SIOUX FALLS, S.D. (KELO) — As KELOLAND marks 70 years of bringing you the news, we’re looking back on some of our most memorable moments.

One of those dates back to the early 60s when droves of people flocked to rural South Dakota for a chance to win big.

SIOUX FALLS, S.D. (KELO) — It was late August in 1961 when the crowd, estimated to be over 100,000 people, showed up near a town in eastern South Dakota.

“I think we can rightfully say that Manchester, South Dakota today is the biggest city in five states in the entire area,” KELO-TV co-founder Joe L. Floyd said in 1961.

From a talent contest, to a carnival, to celebrities like Clint Eastwood, Lawrence Welk, and our very own Captain 11, the promotion had several draws.

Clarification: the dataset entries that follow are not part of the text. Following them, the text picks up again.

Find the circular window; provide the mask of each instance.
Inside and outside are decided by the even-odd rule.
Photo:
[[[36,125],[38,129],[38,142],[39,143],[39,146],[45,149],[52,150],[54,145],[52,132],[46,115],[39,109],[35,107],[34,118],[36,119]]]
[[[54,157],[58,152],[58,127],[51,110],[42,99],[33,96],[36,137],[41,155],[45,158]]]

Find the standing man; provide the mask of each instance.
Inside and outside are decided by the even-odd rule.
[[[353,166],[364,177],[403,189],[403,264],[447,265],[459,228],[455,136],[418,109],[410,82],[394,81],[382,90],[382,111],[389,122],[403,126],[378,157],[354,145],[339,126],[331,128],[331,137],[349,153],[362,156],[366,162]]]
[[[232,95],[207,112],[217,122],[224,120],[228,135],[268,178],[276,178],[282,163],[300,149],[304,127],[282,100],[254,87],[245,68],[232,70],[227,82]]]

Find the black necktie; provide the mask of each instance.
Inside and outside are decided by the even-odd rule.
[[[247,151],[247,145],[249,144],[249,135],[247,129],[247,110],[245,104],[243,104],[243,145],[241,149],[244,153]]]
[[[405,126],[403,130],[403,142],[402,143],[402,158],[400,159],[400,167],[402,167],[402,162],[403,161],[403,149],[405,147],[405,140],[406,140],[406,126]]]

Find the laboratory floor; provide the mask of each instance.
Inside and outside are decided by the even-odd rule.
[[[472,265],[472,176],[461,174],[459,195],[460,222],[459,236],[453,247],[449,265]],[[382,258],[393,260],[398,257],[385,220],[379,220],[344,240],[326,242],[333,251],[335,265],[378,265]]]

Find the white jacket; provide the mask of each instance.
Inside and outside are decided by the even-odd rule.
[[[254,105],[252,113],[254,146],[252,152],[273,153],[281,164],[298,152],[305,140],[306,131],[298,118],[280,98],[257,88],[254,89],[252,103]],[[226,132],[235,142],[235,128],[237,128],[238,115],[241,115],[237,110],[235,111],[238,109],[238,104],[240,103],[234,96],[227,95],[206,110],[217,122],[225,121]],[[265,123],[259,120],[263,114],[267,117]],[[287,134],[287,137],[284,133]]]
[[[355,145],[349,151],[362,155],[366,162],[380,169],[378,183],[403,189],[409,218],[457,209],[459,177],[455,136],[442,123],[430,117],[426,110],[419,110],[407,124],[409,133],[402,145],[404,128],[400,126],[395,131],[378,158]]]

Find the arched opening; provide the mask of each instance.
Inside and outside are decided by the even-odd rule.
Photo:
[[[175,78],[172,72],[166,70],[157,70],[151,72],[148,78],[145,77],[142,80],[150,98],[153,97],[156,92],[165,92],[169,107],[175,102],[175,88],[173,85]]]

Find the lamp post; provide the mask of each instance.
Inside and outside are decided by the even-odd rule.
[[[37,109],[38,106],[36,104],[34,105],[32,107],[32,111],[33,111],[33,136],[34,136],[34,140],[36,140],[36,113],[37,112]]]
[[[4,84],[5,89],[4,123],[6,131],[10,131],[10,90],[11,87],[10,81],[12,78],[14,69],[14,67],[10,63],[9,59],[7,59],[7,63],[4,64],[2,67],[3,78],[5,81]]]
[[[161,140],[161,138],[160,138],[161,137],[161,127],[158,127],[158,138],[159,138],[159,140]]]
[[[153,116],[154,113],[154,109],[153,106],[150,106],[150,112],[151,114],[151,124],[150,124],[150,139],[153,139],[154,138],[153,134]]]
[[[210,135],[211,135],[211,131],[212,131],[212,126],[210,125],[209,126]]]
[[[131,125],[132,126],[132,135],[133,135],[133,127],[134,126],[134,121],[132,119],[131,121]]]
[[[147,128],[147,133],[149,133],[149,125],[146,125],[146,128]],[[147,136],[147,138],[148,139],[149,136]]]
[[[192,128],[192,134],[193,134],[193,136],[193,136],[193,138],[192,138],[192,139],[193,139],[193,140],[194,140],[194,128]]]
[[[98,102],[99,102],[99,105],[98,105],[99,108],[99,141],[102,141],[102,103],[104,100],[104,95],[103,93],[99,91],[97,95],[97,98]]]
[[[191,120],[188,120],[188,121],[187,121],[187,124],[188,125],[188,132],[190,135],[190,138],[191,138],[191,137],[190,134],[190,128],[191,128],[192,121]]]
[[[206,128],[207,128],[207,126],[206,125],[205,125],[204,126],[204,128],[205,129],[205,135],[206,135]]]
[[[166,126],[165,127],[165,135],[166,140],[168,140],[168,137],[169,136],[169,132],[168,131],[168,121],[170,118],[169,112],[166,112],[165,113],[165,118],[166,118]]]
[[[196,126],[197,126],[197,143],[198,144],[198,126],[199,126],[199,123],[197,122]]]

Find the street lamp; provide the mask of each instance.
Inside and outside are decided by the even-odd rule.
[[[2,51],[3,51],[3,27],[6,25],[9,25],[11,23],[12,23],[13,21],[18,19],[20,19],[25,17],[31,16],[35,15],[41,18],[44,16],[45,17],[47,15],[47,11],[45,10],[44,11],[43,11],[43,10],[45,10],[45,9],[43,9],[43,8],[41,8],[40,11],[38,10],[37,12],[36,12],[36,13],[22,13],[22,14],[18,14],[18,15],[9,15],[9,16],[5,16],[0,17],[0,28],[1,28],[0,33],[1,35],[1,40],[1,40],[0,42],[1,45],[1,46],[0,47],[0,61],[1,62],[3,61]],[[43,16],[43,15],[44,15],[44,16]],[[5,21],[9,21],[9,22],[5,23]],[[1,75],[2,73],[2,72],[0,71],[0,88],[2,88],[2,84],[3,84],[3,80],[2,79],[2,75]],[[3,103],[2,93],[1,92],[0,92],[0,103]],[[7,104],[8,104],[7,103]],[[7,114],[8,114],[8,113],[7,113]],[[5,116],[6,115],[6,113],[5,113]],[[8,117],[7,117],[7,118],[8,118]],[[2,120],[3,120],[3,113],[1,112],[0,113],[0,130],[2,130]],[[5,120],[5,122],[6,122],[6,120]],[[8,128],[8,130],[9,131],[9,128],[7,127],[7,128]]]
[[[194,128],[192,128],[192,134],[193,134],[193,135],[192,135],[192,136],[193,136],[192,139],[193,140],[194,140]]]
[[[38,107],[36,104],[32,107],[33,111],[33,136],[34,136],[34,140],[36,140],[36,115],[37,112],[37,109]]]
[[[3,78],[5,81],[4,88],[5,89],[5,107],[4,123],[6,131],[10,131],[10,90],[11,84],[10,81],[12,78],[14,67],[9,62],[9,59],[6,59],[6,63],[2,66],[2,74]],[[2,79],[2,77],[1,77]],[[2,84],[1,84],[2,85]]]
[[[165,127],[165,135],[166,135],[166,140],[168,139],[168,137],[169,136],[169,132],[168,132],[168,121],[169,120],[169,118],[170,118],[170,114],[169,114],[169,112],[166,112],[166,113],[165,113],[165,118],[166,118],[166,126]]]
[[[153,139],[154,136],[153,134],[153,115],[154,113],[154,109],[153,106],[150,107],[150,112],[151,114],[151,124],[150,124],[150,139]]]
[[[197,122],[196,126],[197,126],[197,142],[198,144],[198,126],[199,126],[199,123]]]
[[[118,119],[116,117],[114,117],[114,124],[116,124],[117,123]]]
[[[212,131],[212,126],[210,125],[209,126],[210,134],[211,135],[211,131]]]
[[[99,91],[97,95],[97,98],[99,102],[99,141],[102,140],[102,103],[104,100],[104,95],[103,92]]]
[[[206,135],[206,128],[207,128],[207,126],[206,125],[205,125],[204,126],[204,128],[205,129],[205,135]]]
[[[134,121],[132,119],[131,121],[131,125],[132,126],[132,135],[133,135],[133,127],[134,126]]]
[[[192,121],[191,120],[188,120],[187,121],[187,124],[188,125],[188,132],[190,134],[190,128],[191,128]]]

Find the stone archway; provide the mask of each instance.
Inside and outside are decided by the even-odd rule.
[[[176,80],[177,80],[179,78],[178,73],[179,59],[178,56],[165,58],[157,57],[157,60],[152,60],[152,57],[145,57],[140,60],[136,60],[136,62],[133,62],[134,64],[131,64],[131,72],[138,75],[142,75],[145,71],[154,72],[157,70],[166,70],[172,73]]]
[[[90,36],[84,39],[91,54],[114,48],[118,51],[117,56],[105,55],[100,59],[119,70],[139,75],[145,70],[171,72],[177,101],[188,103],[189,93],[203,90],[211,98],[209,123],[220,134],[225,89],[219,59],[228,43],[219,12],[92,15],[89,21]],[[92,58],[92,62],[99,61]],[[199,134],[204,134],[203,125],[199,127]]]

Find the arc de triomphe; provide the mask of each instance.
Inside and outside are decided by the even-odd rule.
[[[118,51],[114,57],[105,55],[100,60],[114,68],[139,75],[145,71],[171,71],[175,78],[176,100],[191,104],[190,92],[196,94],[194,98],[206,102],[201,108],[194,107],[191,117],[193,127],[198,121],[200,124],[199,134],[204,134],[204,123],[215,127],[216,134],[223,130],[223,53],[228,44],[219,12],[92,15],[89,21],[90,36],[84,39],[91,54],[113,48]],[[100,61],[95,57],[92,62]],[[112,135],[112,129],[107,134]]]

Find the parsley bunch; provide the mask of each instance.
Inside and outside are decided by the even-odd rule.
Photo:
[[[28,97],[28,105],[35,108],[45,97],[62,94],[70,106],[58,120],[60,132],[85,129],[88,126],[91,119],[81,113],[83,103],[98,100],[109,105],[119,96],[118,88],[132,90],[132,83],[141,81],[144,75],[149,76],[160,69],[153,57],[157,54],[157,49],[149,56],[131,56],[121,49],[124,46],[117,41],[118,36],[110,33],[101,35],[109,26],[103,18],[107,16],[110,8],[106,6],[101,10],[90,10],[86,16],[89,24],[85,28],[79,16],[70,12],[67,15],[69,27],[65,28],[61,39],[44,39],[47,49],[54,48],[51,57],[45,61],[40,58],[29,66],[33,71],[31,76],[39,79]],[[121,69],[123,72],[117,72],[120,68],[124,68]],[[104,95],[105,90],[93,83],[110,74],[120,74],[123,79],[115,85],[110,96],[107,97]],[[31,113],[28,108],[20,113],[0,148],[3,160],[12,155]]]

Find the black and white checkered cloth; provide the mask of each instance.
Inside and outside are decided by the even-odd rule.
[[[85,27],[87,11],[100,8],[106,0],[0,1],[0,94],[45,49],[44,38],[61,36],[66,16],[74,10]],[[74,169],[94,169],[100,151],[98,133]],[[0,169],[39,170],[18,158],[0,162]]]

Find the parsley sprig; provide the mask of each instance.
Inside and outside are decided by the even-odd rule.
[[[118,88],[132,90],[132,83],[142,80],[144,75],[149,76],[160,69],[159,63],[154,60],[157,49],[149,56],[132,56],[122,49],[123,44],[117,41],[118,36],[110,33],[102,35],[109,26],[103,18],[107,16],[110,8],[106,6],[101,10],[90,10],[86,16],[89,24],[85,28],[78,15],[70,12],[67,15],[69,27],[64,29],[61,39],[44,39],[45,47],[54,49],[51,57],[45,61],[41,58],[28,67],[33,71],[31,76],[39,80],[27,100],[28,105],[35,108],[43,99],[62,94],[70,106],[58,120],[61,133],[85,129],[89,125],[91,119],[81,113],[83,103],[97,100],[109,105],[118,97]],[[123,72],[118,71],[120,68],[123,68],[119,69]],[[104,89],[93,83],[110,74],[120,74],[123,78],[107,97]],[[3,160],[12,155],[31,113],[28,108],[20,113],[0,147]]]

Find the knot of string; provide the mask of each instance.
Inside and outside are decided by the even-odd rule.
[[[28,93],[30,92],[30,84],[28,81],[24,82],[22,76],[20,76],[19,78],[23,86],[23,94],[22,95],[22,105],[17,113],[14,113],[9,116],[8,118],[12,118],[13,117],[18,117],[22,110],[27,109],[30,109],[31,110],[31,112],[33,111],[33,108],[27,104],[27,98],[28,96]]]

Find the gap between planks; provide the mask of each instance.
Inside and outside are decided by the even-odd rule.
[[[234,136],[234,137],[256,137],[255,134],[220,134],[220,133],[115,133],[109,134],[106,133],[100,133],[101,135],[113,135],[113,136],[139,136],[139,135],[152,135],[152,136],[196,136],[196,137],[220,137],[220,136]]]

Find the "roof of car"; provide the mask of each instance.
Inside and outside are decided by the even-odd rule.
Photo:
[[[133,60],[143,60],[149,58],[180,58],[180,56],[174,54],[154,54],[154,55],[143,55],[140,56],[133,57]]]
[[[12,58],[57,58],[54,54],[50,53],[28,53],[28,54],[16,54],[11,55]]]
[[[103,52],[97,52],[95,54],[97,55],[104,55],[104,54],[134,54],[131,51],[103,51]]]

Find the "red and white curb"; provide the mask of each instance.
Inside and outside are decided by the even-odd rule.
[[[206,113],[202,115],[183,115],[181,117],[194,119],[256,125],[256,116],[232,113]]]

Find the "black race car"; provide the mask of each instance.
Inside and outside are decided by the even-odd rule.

But the main event of the KELOLAND Gold Rush was to dig for treasure.

Businesses across the viewing area played a role in the promotion.

“You went to local retailers and you would register to win a gold shovel, an actual shovel like this, and then you would get this plot of land. They had all these squares marked out in this farm field, and you dug up a capsule. Inside that capsule was your prize,” KELOLAND director of creative services and marketing Paul Farmer said.

The capsules contained $35,000 in cash and prizes hidden in about 1,400 plots.

Despite the excitement of the extravaganza, the day of the Gold Rush was met with some concern by organizers.

They had to wait until nearly the end of the digging before someone unearthed the top prize: $10,000.

“Joe Floyd, he was sweating it out wondering who was going to get it, if it was going to be found. Of course, if it wasn’t found that would be a big deal,” Farmer said.

Finally, Lola Carlon of Sioux Falls claimed the ultimate reward of the Gold Rush.

“Any ideas what you might buy? New car? New house? New furniture?” KELO-TV weatherman Dave Dedrick asked in 1961.
“I have five children,” Carlon said.
“You have five children? You’re going to find a good use for that then,” Dedrick said.

Other big treasures included a new car.

While some prizes were much smaller, everyone with the chance to dig took home something.

Today, more than 60 years have gone by since people crowded this farmland, but it’s still considered the biggest promotion in KELOLAND’s history.

“We know that we cover history as it happens in KELOLAND, but we’re also a part of that history too. The gold rush was a part of the history of KELOLAND TV and it’s also a part of what we call KELOLAND here in South Dakota,” Farmer said.

The memories are still fun to dig up, decades later.

The two-day gold rush promotion coincided with the Dakota Territory Centennial.